Baker Alyson K, Beardsley Andrew L, Leland Brian D, Moser Elizabeth A, Lutfi Riad L, Cristea A Ioana, Rowan Courtney M
Division of Pediatric Critical Care, Riley Hospital for Children, Indiana University, Indianapolis, Indiana, United States.
Department of Biostatistics, Indiana University, Indianapolis, Indiana, United States.
J Pediatr Intensive Care. 2021 Jul 1;12(3):196-202. doi: 10.1055/s-0041-1731433. eCollection 2023 Sep.
Noninvasive ventilation (NIV) is a common modality employed to treat acute respiratory failure. Most data guiding its use is extrapolated from adult studies. We sought to identify clinical predictors associated with failure of NIV, defined as requiring intubation. This single-center retrospective observational study included children admitted to pediatric intensive care unit (PICU) between July 2014 and June 2016 treated with NIV, excluding postextubation. A total of 148 patients was included. Twenty-seven (18%) failed NIV. There was no difference between the two groups with regard to age, gender, comorbidities, or etiology of acute respiratory failure. Those that failed had higher admission pediatric risk of mortality ( = 0.01) and pediatric logistic organ dysfunction ( = 0.002) scores and higher fraction of inspired oxygen (FiO ; = 0.009) at NIV initiation. Failure was associated with lack of improvement in tachypnea. At 6 hours of NIV, the failure group had worsening tachypnea with a median increase in respiratory rate of 8%, while the success group had a median reduction of 18% ( = 0.06). Multivariable Cox's proportional hazard models revealed FiO at initiation and worsening respiratory rate at 1- and 6-hour significant risks for failure of NIV. Failure was associated with a significantly longer PICU length of stay (success [2.8 days interquartile range (IQR): 1.7, 5.5] vs. failure [10.6 days IQR: 5.6, 13.2], < 0.001). NIV can be successfully employed to treat acute respiratory failure in pediatric patients. There should be heightened concern for NIV failure in hypoxemic patients whose tachypnea is unresponsive to NIV. A trend toward improvement should be closely monitored.

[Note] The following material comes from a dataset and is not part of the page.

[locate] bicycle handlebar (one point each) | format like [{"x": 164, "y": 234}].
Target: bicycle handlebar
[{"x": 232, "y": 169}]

无创通气(NIV)是治疗急性呼吸衰竭的常用方法。指导其应用的大多数数据是从成人研究中推断出来的。我们试图确定与NIV失败相关的临床预测因素,NIV失败定义为需要插管。这项单中心回顾性观察研究纳入了2014年7月至2016年6月在儿科重症监护病房(PICU)接受NIV治疗的儿童,不包括拔管后患者。共纳入148例患者。27例(18%)NIV治疗失败。两组在年龄、性别、合并症或急性呼吸衰竭病因方面无差异。治疗失败的患者入院时儿童死亡风险( = 0.01)和儿童逻辑器官功能障碍( = 0.002)评分更高,NIV开始时吸入氧分数(FiO ; = 0.009)更高。治疗失败与呼吸急促无改善有关。在NIV治疗6小时时,失败组呼吸急促加重,呼吸频率中位数增加8%,而成功组呼吸频率中位数降低18%( = 0.06)。多变量Cox比例风险模型显示,开始时的FiO 以及1小时和6小时时呼吸频率恶化是NIV失败的显著风险因素。治疗失败与PICU住院时间显著延长有关(成功组[2.8天四分位数间距(IQR):1.7,5.5]与失败组[10.6天IQR:5.6,13.2], < 0.001)。NIV可成功用于治疗儿科患者的急性呼吸衰竭。对于呼吸急促对NIV无反应的低氧血症患者,应高度关注NIV失败情况。应密切监测是否有改善趋势。